Splitting Up L.A. Threatens Its Future

Eli Broad is founder of the Broad Foundation and chairman ofSunAmerica

If Los Angeles is to succeed, we must pull together our many good but disparate communities to develop a core, accessible to all. Every great city has a heart--a vibrant center for all citizens. We need to concentrate on making that core more attractive and accessible instead of entertaining the idea of breaking this city apart, as Valley secessionists want to do.

Like many Angelenos, I am not a native of this city. Born in New York, raised in Michigan, I settled here almost 40 years ago. Since then, I have been fortunate in creating two successful businesses. I want to ensure that future generations of men and women find in Los Angeles the opportunities for success that I found.

I fear that if the city is divided by secession, that may not happen. We must put aside such divisiveness and instead concentrate on developing our core.

No city has ever become a truly great city without a heart. San Francisco, New York, Chicago, Paris, London--all have an identifiable and attractive centers with cultural, sports and entertainment activities and with holiday celebrations and big parades.

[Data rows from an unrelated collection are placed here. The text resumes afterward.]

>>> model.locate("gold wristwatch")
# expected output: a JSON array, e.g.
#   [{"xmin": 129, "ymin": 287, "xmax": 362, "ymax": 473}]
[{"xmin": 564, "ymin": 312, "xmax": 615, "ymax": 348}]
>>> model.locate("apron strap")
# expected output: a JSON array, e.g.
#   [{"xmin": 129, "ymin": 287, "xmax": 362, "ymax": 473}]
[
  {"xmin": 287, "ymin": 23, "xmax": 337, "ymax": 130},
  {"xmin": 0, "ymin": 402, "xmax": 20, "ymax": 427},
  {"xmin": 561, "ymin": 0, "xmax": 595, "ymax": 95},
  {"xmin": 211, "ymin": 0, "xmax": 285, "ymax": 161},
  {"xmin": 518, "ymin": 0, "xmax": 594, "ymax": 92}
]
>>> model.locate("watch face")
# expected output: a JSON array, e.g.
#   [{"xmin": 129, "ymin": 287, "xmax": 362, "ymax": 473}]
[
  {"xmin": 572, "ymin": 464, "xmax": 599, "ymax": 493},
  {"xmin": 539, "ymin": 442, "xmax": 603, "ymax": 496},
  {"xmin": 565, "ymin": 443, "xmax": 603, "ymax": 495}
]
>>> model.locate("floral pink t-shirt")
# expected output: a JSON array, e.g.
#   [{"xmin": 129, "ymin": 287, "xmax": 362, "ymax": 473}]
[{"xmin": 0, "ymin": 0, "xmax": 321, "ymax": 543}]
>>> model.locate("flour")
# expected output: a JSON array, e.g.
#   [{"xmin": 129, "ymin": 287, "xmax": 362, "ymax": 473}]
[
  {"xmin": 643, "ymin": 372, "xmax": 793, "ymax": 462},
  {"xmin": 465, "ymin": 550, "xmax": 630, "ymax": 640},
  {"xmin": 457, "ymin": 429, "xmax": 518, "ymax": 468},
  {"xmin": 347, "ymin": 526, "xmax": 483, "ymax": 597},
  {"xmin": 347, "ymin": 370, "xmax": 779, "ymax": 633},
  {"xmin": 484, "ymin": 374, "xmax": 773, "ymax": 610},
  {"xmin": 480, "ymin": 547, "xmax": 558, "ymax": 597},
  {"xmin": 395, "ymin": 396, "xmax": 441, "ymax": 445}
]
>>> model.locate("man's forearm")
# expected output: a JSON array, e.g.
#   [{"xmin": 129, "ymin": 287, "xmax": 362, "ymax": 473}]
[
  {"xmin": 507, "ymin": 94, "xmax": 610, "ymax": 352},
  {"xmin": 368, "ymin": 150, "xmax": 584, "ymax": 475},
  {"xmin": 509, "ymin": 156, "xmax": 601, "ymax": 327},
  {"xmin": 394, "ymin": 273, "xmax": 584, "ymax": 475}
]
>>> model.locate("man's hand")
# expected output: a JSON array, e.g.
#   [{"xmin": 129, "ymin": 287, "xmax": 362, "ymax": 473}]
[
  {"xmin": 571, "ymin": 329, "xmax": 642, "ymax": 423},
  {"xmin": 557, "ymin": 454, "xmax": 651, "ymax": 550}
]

Los Angeles needs a central place where our efforts are showcased, where the bountiful strength and diversity of our city comes alive. The place is downtown.

Downtown has begun a renaissance. Five years ago, 3 million people a year came downtown; today, about 11 million do. Downtown is anchored at its south end by a thriving USC campus and Exposition Park, along with the sports, entertainment and convention district around the convention center and Staples Center. At the north end, we have the cultural and civic district, with the Riordan Central Library; the Colburn School of Music; the Museum of Contemporary Art; the new 63,000-square-foot Cathedral of Our Lady of the Angels and its adjoining complex; three existing venues of the Music Center; and Disney Concert Hall, which is under construction. Also in the offing is a new Caltrans building.

In the last three years, more than $2 billion has been spent on nonresidential construction in downtown. These venues benefit our citizens while also attracting new business to build our local economy.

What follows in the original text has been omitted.